Dan Randy hanya bisa mengungkapkan kekesalannya dengan bersikap cuek terhadap segala urusan ayahnya. Buat apa pusingin lelaki seperti dia? Toh, aku juga punya hidup. Yang penting jangan sampai aku seperti dia nanti, begitulah prinsipnya sekarang ini. Makanya, ia telah berjanji pada dirinya sendiri untuk setia dalam berhubungan, sekalipun itu masih pacaran. Apalagi bila pacarnya secantik gadis yang tengah menjadi kekasihnya sekarang ini, yaitu Tiara. Ya, Tiara, gadis cantik yang—meskipun agak judes—amat menarik dan misterius bagi tiap laki-laki di sekolahnya. Sudah berapa banyak lelaki yang menyatakan cinta padanya, namun ditolak oleh Tiara. Dan hanyalah Randy yang berhasil mendapatkan hati Tiara. Randy sendiri sampai sekarang tidak tahu mengapa Tiara mau menerimanya. Dia sendiri juga tidak peduli soal hal itu. Yang penting baginya hanyalah kebanggaan punya pacar yang cantik yang dicintai olehnya serta mencintainya juga.
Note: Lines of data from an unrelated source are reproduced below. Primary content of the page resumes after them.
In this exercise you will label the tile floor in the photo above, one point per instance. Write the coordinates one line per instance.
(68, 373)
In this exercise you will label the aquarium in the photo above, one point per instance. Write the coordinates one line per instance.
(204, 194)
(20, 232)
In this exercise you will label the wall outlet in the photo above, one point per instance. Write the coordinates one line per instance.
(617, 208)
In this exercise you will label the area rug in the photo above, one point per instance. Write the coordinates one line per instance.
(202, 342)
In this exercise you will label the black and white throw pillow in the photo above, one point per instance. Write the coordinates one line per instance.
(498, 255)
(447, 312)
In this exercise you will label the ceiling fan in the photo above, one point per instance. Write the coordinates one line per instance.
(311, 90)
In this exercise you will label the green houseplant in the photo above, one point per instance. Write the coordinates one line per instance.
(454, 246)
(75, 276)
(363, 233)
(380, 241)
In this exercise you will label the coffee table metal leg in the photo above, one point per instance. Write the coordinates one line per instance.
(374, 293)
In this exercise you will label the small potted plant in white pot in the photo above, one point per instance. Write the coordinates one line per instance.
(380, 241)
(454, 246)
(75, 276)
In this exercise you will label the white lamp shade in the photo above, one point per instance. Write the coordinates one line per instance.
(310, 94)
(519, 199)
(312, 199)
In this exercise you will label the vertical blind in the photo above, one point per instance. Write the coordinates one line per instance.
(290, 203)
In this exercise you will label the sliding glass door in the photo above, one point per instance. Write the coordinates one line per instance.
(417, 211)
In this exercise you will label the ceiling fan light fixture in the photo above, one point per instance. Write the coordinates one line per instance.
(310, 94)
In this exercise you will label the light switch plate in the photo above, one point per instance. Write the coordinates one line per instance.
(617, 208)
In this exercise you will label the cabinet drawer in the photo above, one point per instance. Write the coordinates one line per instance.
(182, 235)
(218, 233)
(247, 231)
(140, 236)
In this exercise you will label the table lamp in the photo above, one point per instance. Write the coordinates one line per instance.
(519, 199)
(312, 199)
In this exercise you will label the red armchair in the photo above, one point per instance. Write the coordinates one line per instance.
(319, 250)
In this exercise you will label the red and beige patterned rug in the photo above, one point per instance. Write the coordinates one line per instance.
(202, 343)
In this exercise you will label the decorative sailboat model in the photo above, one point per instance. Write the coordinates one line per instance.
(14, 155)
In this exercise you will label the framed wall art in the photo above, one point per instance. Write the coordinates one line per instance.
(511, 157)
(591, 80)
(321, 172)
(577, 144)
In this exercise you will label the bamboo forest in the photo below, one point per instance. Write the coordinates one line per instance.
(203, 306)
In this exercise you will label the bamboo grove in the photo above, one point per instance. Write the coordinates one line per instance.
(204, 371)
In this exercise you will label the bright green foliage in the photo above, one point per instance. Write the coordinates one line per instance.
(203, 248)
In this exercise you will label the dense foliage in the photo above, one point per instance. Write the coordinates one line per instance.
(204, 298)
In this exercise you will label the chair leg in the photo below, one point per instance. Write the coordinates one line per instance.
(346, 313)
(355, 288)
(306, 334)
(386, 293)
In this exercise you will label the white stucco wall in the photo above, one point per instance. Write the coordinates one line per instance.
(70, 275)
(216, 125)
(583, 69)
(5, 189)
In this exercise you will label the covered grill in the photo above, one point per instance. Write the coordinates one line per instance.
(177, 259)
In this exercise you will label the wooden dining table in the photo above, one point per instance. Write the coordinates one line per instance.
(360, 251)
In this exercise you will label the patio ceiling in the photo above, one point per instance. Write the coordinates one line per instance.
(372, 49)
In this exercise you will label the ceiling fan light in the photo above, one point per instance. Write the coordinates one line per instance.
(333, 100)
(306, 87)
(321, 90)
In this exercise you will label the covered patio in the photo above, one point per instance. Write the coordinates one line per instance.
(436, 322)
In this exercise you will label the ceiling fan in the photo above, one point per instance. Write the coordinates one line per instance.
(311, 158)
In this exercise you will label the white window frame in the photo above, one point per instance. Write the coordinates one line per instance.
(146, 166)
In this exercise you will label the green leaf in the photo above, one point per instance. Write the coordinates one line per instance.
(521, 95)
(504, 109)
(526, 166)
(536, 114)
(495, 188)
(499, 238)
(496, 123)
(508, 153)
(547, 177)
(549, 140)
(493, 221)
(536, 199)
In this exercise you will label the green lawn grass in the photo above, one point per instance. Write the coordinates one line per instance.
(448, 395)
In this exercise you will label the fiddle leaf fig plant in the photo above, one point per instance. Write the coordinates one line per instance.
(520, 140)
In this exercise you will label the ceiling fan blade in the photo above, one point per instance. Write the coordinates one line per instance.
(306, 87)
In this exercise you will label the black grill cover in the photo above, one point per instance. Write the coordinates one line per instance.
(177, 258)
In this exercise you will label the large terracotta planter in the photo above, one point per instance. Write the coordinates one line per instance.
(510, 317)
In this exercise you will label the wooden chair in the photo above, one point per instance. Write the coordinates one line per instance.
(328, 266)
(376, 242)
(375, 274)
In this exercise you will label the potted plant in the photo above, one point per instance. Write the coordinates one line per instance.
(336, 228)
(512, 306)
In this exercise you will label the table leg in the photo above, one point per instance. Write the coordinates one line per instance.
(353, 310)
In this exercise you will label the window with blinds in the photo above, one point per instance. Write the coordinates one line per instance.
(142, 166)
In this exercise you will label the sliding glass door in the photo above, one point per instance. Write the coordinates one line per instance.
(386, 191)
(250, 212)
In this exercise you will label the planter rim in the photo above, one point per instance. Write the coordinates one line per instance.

Di kamar, Randy memandangi foto gadisnya itu. Ah... Tiara, betapa berharganya kau untukku. Doakan aku agar tetap setia padamu, tidak seperti ayahku yang binal itu. Yang bermain dengan perempuan lain di jalan belakang. Tidak tahu malu. Semoga aku tidak demikian.
Tiba-tiba saja muncul dalam benak Randy untuk mengajak Tiara berkencan untuk menghilangkan penat dalam hatinya. Iya, berkencan ke sebuah cafe yang romantis pasti akan bisa menghilangkan penat sekaligus menjadi salah satu kenangan manis bagi mereka berdua. Eh, tapi tadi Tiara bilang dia tidak enak badan? Apa dia mau diajak pergi ke cafe yang dingin? Ah, pasti dia mau. Randy yakin, sebab Tiara pernah bilang dia sangat suka pergi ke cafe untuk dengerin musik di sana. Lagipula, inikan kencan pertama mereka. Ya, pasti Tiara tak akan bisa menolak.
Randy mengambil handphonenya dan menekan nomor handphone Tiara. Betul-betul pacar yang baik... nomor handphone pacar dihapal mati. Tapi memang seharusnya begitu, ya?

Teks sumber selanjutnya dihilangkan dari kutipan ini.